Why are both true positive and true negative labels needed?

The FindMatches transform needs both positive and negative examples to learn what you think is a match. If you are labeling FindMatches-generated training data (for example, using the I do not have labels option), FindMatches tries to generate a set of “label set ids” for you. Within each task, you give the same “label” to some records and different “labels” to other records. In other words, the tasks generally are not either all the same or all different (but it's okay if a particular task is all “the same” or all “not the same”).

If you are teaching your FindMatches transform using the Upload labels from S3 option, try to include both examples of matching and nonmatching records. It's acceptable to have only one type. These labels help you build a more accurate FindMatches transform, but you still need to label some records that you generate using the Generate labeling file option.

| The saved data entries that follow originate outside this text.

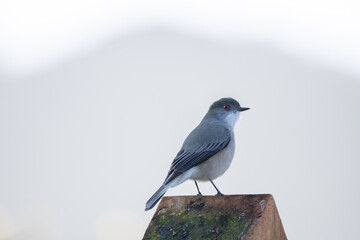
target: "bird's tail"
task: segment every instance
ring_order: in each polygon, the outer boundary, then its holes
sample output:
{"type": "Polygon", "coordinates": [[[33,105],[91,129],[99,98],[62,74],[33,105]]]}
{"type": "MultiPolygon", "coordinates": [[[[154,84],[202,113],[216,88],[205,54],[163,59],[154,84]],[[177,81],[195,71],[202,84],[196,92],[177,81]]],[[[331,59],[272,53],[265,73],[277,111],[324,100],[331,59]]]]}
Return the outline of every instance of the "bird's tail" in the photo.
{"type": "Polygon", "coordinates": [[[149,201],[146,202],[145,211],[152,209],[155,204],[161,199],[169,188],[169,184],[163,184],[161,187],[152,195],[149,201]]]}

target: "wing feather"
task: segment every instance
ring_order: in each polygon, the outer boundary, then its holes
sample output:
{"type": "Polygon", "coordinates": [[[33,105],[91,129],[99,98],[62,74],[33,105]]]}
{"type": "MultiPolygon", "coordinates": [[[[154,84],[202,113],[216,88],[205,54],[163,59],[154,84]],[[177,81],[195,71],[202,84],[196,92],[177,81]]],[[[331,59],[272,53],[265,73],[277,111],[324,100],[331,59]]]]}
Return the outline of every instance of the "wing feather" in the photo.
{"type": "Polygon", "coordinates": [[[211,141],[203,144],[193,144],[191,148],[182,148],[173,160],[168,175],[165,179],[165,184],[172,181],[182,173],[186,172],[192,167],[195,167],[216,153],[223,150],[230,142],[230,131],[225,129],[221,138],[210,139],[211,141]]]}

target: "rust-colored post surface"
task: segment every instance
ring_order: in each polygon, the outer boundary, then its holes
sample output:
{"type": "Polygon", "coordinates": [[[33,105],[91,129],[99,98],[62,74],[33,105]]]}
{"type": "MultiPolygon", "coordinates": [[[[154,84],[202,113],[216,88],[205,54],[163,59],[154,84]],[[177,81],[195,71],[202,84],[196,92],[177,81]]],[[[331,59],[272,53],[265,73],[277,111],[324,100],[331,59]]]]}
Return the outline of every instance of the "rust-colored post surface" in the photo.
{"type": "Polygon", "coordinates": [[[163,197],[143,239],[285,240],[270,194],[163,197]]]}

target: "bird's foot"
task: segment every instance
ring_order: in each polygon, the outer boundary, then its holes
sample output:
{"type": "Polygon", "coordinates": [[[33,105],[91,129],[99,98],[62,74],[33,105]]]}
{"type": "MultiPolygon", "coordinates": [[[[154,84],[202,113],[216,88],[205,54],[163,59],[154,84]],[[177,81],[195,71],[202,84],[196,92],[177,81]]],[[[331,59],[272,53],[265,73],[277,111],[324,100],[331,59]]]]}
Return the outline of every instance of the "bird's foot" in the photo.
{"type": "Polygon", "coordinates": [[[217,194],[214,195],[214,198],[217,198],[219,196],[224,196],[224,194],[222,194],[221,192],[218,192],[217,194]]]}
{"type": "Polygon", "coordinates": [[[202,197],[201,192],[199,192],[198,194],[196,194],[197,197],[202,197]]]}

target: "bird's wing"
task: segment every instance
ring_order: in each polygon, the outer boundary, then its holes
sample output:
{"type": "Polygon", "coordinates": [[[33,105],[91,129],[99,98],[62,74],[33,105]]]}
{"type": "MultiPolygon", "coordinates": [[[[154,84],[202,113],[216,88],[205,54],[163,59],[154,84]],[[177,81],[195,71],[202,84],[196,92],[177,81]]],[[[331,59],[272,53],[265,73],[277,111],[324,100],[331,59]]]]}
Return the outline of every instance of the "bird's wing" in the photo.
{"type": "Polygon", "coordinates": [[[164,184],[223,150],[231,140],[231,132],[219,126],[199,126],[185,140],[171,164],[164,184]]]}

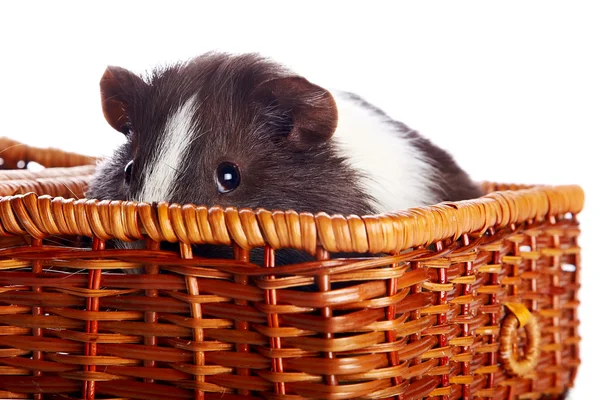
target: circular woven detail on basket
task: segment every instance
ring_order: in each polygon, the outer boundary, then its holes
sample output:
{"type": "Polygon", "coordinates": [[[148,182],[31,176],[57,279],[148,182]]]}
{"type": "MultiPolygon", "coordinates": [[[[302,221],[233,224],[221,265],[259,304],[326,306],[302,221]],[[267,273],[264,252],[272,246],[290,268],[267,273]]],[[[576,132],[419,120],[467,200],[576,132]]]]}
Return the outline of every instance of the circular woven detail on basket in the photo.
{"type": "Polygon", "coordinates": [[[500,358],[506,370],[518,376],[525,376],[535,369],[540,358],[541,331],[535,315],[530,315],[525,330],[527,340],[519,343],[519,319],[508,314],[500,330],[500,358]],[[521,352],[520,348],[524,350],[521,352]]]}

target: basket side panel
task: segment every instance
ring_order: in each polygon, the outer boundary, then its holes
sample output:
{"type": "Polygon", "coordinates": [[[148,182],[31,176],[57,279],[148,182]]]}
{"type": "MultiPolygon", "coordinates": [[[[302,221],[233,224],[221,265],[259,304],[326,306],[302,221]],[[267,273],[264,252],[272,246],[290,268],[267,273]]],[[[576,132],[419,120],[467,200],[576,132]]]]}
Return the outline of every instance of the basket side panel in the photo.
{"type": "MultiPolygon", "coordinates": [[[[143,225],[159,226],[170,243],[145,237],[115,248],[109,229],[139,237],[131,233],[141,212],[94,207],[0,201],[0,390],[86,400],[449,400],[558,398],[574,380],[580,260],[569,214],[368,257],[325,251],[310,219],[289,214],[312,232],[303,240],[317,243],[312,261],[290,264],[258,228],[229,232],[209,213],[194,225],[163,206],[143,225]],[[31,211],[44,207],[55,211],[51,221],[31,211]],[[72,236],[78,229],[89,247],[72,236]],[[228,234],[245,246],[230,240],[207,258],[189,243],[228,234]],[[525,374],[511,372],[501,352],[514,304],[541,328],[539,359],[525,374]]],[[[439,221],[432,213],[423,229],[439,221]]],[[[371,222],[381,230],[372,237],[385,241],[390,225],[371,222]]],[[[356,240],[333,226],[347,242],[340,248],[356,240]]],[[[510,353],[519,358],[531,346],[516,332],[510,353]]]]}

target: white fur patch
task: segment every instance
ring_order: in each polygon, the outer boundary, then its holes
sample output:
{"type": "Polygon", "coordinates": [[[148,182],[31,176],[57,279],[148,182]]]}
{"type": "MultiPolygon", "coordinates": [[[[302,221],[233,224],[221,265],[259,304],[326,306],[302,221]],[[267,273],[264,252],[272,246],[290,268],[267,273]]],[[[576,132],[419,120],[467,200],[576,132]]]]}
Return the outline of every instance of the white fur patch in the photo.
{"type": "Polygon", "coordinates": [[[191,97],[168,118],[163,140],[157,146],[146,170],[142,191],[135,200],[148,203],[170,200],[181,160],[193,138],[195,107],[196,98],[191,97]]]}
{"type": "Polygon", "coordinates": [[[377,212],[394,212],[436,201],[432,166],[411,139],[373,110],[332,91],[338,107],[333,136],[340,155],[361,175],[361,185],[376,200],[377,212]]]}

How can I enforce that the transform matches exactly as I taught it?

The FindMatches transform learns from the labels that you provide, so it might generate records pairs that don't respect the provided labels. To enforce that the FindMatches transform respects your labels, select EnforceProvidedLabels in FindMatchesParameter.

What techniques can you use when an ML transform identifies items as matches that are not true matches?

You can use the following techniques:

  • Increase the precisionRecallTradeoff to a higher value. This eventually results in finding fewer matches, but it should also break up your big cluster when it reaches a high enough value.

  • Take the output rows corresponding to the incorrect results and reformat them as a labeling set (removing the match_id column and adding a labeling_set_id and label column). If necessary, break up (subdivide) into multiple labeling sets to ensure that the labeler can keep each labeling set in mind while assigning labels. Then, correctly label the matching sets and upload the label file and append it to your existing labels. This might teach your transformer enough about what it is looking for to understand the pattern.

  • (Advanced) Finally, look at that data to see if there is a pattern that you can detect that the system is not noticing. Preprocess that data using standard Amazon Glue functions to normalize the data. Highlight what you want the algorithm to learn from by separating data that you know to be differently important into their own columns. Or construct combined columns from columns whose data you know to be related.